UK Embassy Details Türkiye’s Eurofighter Timeline and Rights
The UK Embassy in Ankara has given TurDef full written answers about Türkiye's plans to buy 20 Eurofighter Typhoon planes. This is the first formal timetable marker and numerous policy-level confirmations. While some issues remain undisclosed due to multinational sensitivities, the answers outline a clear political framework for Türkiye’s entry into the Eurofighter community.
The Embassy verified that the first delivery of planes to Türkiye is planned in 2030. This is the only official timeframe for the program. There was no more information given on early or late 2030 delivery or contingency margins.
This suggests that the government is still arranging the order of production rather than the industry making an announcement.
The Embassy also noted that the aircraft configuration has been finalised,
confirming that the capability package is politically settled even though the underlying Tranche designation has not been disclosed.
On radar, the Embassy
declined to specify whether Türkiye will receive the ECRS Mk1 or Mk2 standard. It noted that “
conversations between Oman and Türkiye are ongoing,” signalling that radar decisions are intertwined with wider export considerations among Eurofighter users.
The Embassy did not address whether radar choice affects production time or programme cost.
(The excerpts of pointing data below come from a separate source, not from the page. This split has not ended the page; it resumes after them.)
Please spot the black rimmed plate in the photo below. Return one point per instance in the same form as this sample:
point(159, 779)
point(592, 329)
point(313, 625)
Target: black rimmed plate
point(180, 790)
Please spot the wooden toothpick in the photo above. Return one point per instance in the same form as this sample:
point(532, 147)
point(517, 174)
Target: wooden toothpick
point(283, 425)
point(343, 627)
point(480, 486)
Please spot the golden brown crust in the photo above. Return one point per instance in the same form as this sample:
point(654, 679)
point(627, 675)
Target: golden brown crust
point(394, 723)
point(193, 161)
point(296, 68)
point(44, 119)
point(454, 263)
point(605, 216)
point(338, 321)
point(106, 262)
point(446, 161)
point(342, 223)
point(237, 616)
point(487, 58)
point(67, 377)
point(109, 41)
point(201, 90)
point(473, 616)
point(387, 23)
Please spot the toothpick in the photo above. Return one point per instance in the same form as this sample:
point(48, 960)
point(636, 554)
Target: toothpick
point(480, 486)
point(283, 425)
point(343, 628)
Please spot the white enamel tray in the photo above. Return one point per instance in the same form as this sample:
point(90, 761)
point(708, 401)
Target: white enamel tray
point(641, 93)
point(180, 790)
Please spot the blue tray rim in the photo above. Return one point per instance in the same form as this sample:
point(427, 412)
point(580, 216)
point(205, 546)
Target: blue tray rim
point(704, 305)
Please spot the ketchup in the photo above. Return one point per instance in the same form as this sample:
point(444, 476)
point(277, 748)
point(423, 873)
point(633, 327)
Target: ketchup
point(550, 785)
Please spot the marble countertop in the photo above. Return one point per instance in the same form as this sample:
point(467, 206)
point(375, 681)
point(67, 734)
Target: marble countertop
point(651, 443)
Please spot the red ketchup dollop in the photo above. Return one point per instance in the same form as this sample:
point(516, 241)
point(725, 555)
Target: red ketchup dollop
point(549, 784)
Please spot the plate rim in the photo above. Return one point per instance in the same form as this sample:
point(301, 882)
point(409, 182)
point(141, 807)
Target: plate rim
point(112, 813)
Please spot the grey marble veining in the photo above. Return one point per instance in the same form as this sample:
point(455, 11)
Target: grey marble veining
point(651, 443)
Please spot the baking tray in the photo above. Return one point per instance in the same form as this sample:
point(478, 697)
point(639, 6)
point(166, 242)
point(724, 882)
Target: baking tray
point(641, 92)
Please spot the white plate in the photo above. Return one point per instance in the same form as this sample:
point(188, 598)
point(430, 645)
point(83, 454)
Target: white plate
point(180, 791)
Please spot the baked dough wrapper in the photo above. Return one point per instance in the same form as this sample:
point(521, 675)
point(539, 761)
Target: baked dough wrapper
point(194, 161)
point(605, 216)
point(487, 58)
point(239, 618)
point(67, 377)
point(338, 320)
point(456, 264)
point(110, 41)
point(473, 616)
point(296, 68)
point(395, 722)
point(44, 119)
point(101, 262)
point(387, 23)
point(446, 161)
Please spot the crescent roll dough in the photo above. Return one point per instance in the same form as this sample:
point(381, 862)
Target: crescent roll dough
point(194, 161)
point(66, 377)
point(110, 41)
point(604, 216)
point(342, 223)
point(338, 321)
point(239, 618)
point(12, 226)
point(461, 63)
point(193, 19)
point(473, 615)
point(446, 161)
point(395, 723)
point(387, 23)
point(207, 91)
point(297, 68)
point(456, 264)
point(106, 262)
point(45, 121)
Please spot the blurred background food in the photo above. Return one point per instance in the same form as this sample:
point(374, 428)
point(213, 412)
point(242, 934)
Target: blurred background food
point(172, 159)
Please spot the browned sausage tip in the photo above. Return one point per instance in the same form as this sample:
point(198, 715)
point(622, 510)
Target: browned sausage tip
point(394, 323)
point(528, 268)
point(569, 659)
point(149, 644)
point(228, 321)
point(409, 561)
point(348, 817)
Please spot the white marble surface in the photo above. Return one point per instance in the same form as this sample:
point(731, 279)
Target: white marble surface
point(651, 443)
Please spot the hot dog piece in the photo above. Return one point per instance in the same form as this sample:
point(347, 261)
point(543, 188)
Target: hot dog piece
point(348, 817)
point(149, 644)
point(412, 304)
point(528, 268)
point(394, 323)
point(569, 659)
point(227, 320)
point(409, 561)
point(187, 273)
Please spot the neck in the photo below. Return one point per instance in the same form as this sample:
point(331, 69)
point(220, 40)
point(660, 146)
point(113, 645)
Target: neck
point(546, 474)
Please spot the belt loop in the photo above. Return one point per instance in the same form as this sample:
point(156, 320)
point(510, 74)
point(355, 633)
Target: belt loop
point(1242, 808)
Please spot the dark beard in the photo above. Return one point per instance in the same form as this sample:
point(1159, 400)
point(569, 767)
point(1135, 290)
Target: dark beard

Regarding weapons, the Embassy reaffirmed that Meteor is included and
provided two strategic clarifications absent from industry responses. First, it stated: “Türkiye has made their intent clear. The UK will work with Türkiye to achieve the best possible outcome,” signalling political openness to the integration of Turkish air-to-air and air-to-surface weapons. Second,
it confirmed that Türkiye may export its sovereign systems to other Eurofighter nations, a policy position that could expand Türkiye’s industrial role beyond national use.
On sustainment, the Embassy stated that a separate follow-on contract will define long-term maintenance, overhaul, EW/MDF infrastructure and training. This confirms a two-phase model: aircraft and initial weapons under the first agreement, and lifecycle support under a second, still-to-be-negotiated framework.
The Embassy also provided a comprehensive description of the UK’s role in Eurofighter production. It noted that around one-third of major aircraft components—such as the front fuselage, tail section and spine tank—are produced at Samlesbury. Ongoing German, Spanish and Italian orders will keep UK Typhoon production active into the next decade.
However, the Embassy did not comment on whether Warton’s production tempo could affect Türkiye’s delivery speed or cost, leaving industrial pacing questions unanswered.
One of the most consequential confirmations concerned operational sovereignty. The Embassy stated that Typhoon provides operators with sovereign control of mission data, enabling Türkiye to generate and update its own mission-data files and EW libraries. This level of access—rare in modern fighter exports—indicates full national authority over electronic-warfare reprogramming and tactical configuration.
Together, the Embassy’s responses form the clearest political outline yet of Türkiye’s Eurofighter package: a confirmed configuration, a stated first delivery year, openness to integrating Turkish weapons, permission to export sovereign systems, a defined two-phase sustainment structure, and sovereign control of mission data. While radar variant, Tranche details and cost-timing linkages remain undisclosed, the governmental foundation of the programme is now far more visible.
The UK Embassy has answered TurDef’s Eurofighter questions, providing the official delivery date and clarity on configuration and sovereign mission-data rights.
turdef.com
Still many details are missing with no clear remarks from officials as Orko commented:
•" Maintenance and repair capability: A separate contract is required. Later.
• Offset? Domestic contribution? If it's in the cards, it may happen.
• National weapons integration? What is that?"